How does Threlmark keep data safe and consistent?
Atomic file writes are the backbone of safety—preventing corruption during crashes or interruptions. The system also uses read-merge patterns, which preserve unknown fields and allow forward compatibility.
For example, if a new version adds a field, older tools still read the JSON without breaking. When saving, updates bump timestamps and preserve existing metadata, ensuring data integrity over time. This approach minimizes risk, but it also requires careful implementation—any lapse in atomicity could lead to data corruption, especially during unexpected shutdowns. Therefore, using reliable filesystem operations and thorough testing is crucial to maintain this safety net. Moreover, the system’s reliance on simple, atomic operations means that implementing proper safeguards—such as verifying file integrity after writes—is essential to prevent subtle corruption or data loss, especially in multi-user or unstable environments. This disciplined approach to data safety emphasizes the importance of robust tooling and best practices, ensuring that the system remains resilient even under adverse conditions.

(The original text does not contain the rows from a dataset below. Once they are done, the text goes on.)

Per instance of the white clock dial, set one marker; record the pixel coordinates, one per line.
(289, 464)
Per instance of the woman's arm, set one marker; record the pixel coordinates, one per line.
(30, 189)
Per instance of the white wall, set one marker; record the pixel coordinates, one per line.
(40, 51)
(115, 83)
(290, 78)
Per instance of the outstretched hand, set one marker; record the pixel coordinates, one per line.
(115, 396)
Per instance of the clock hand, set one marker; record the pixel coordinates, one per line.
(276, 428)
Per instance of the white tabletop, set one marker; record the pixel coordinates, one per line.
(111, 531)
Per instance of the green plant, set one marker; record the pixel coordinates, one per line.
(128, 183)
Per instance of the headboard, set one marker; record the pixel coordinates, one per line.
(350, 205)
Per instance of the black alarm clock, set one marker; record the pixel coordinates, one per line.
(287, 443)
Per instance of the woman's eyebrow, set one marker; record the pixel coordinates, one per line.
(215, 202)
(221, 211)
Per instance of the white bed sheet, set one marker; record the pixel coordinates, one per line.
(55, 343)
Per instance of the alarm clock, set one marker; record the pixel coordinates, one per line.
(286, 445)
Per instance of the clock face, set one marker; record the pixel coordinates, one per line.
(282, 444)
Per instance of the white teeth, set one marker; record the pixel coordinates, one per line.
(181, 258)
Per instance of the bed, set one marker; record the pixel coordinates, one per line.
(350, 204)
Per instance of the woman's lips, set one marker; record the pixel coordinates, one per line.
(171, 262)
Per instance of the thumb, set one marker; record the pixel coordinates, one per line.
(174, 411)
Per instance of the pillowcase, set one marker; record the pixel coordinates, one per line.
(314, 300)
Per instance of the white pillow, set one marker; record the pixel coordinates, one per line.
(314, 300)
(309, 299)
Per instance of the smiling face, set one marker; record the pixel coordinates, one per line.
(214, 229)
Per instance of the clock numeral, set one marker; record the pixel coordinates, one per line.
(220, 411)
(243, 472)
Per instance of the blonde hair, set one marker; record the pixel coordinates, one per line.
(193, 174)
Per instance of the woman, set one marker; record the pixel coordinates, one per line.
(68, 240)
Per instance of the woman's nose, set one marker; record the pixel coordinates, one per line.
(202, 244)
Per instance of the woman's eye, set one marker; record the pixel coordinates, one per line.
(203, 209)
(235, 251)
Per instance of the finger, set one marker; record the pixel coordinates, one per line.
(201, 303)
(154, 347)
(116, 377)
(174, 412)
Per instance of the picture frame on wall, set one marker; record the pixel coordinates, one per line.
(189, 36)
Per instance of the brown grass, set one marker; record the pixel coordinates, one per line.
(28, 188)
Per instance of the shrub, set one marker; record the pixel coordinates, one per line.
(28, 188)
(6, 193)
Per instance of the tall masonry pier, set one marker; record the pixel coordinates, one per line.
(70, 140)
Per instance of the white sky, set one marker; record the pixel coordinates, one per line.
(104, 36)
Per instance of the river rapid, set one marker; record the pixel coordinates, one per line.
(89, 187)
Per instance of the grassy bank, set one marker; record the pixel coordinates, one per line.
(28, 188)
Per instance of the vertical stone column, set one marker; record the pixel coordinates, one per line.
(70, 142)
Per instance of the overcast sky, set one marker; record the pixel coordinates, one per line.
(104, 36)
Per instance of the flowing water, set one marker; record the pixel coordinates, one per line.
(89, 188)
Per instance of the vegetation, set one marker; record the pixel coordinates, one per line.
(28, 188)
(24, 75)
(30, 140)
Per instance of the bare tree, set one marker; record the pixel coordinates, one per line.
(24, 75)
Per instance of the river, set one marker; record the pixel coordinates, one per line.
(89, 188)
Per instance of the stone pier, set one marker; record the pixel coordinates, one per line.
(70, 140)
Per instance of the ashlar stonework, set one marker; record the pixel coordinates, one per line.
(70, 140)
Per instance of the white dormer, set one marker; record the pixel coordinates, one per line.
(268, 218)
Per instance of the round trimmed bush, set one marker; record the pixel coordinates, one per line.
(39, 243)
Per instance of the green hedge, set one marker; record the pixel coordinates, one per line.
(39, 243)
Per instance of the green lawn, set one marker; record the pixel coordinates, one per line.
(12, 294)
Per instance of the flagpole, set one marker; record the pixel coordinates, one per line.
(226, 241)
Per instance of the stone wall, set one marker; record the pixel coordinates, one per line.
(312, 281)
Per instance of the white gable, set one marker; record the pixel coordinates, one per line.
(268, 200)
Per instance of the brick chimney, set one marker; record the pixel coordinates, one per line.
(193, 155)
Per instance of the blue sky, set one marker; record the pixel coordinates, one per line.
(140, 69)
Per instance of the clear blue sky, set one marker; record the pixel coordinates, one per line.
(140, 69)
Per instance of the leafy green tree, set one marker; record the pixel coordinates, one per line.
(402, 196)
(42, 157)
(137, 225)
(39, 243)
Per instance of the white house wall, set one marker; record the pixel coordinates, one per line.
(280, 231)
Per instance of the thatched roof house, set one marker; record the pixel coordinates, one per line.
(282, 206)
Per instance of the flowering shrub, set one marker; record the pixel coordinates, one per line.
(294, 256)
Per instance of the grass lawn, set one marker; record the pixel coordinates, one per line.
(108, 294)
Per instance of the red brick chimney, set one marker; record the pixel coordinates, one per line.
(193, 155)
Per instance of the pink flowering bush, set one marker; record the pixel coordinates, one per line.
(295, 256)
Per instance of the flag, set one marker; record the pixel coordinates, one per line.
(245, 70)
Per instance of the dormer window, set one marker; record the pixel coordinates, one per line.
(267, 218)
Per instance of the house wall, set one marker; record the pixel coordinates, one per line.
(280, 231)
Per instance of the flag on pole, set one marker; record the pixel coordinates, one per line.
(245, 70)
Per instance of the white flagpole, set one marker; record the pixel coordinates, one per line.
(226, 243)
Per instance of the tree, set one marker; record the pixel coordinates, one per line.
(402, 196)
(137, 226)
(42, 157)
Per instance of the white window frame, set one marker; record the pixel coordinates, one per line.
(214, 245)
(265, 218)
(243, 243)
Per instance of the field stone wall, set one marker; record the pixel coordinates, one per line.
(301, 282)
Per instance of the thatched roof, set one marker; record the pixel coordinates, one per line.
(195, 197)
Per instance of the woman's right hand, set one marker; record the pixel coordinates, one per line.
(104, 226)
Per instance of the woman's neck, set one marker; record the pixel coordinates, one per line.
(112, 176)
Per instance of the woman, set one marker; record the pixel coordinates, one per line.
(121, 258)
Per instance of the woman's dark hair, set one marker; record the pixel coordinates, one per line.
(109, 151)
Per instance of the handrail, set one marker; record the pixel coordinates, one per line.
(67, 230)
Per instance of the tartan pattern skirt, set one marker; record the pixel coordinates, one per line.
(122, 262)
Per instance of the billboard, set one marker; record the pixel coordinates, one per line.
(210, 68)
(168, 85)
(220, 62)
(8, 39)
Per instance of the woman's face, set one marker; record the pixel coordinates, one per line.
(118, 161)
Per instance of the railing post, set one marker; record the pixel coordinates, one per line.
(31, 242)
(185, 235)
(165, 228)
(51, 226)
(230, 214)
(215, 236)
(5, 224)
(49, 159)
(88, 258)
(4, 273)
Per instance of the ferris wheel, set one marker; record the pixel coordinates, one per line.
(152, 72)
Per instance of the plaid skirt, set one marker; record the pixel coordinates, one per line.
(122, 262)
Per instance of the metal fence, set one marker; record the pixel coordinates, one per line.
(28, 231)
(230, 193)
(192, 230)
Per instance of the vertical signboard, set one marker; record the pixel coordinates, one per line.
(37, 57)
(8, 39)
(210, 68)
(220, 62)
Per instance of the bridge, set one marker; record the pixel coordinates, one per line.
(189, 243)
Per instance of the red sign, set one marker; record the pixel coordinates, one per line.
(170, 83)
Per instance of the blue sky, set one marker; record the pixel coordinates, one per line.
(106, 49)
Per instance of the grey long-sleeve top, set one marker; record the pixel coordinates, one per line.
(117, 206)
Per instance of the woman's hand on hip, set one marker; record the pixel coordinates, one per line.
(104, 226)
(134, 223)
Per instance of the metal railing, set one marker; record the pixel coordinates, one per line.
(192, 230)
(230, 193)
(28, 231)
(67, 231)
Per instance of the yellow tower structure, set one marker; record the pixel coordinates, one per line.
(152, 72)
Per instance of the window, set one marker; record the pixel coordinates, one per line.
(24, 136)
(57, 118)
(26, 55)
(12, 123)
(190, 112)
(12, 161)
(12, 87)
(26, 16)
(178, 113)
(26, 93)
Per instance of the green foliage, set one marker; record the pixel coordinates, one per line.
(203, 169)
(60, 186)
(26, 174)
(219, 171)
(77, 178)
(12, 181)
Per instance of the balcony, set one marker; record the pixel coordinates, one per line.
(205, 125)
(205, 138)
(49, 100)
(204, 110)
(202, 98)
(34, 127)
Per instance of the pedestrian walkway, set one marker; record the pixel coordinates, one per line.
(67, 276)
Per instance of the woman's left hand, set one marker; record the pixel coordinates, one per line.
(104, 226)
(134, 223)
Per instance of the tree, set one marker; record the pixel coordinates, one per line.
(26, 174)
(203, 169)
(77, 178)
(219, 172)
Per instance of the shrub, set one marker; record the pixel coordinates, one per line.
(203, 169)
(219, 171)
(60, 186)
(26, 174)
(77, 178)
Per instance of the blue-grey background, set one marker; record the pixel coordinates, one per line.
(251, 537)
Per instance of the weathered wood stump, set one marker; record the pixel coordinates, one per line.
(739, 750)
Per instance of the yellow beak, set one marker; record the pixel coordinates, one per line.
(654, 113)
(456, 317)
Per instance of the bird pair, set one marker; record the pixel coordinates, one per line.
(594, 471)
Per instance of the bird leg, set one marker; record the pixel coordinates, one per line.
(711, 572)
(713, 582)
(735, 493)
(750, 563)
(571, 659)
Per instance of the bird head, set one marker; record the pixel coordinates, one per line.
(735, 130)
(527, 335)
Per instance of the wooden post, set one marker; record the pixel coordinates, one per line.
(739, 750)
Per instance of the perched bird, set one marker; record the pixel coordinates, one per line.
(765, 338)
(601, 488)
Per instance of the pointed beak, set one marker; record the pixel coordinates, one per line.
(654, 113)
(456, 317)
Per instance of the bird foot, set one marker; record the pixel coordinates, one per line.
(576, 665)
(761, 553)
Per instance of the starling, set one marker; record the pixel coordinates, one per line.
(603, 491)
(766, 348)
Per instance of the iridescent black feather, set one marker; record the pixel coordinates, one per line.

What kinds of apps are best suited to this architecture?
Apps that benefit from local control, portability, and simplicity shine here. Solo project managers, small teams, or automation tools with agents thrive with Threlmark’s design.
For example, a developer running multiple AI agents on their laptop to manage tasks, code, and documentation can do so efficiently without worrying about server downtime or data lock-in.
It’s especially powerful when your workflow involves frequent offline work or needs seamless integration with existing file-based tools. This approach encourages a modular, flexible, and transparent ecosystem where individual components can evolve independently, making it ideal for innovative, autonomous, or highly customized workflows. The key is that these applications leverage the filesystem as their primary interface, which fosters a more natural, intuitive interaction with data that aligns with human workflows and reduces dependencies on complex infrastructure.

What about scaling and future risks?
As data grows, managing large numbers of files can slow things down. Search and querying become less efficient without a dedicated database engine. This can lead to longer load times and increased manual effort to keep data organized.
Risks include inconsistent states if atomic operations aren’t carefully implemented or if external tools don’t follow the discipline. For example, unsynchronized manual edits or improper scripting can lead to corrupt or incomplete data states, especially in multi-user environments. Additionally, the absence of advanced conflict resolution features means that conflicts must be managed externally or through disciplined workflows, which can be error-prone.
However, with proper organization, disciplined workflows, and tooling—such as scripts that verify file integrity—these issues can be mitigated. For small to medium projects, the simplicity and transparency often outweigh these risks. Planning for scalability involves establishing conventions, automating checks, and possibly integrating lightweight indexing tools to maintain performance as data volume increases. Recognizing these potential challenges ensures you can adapt your workflow proactively, using tools and best practices to sustain data integrity and performance over time.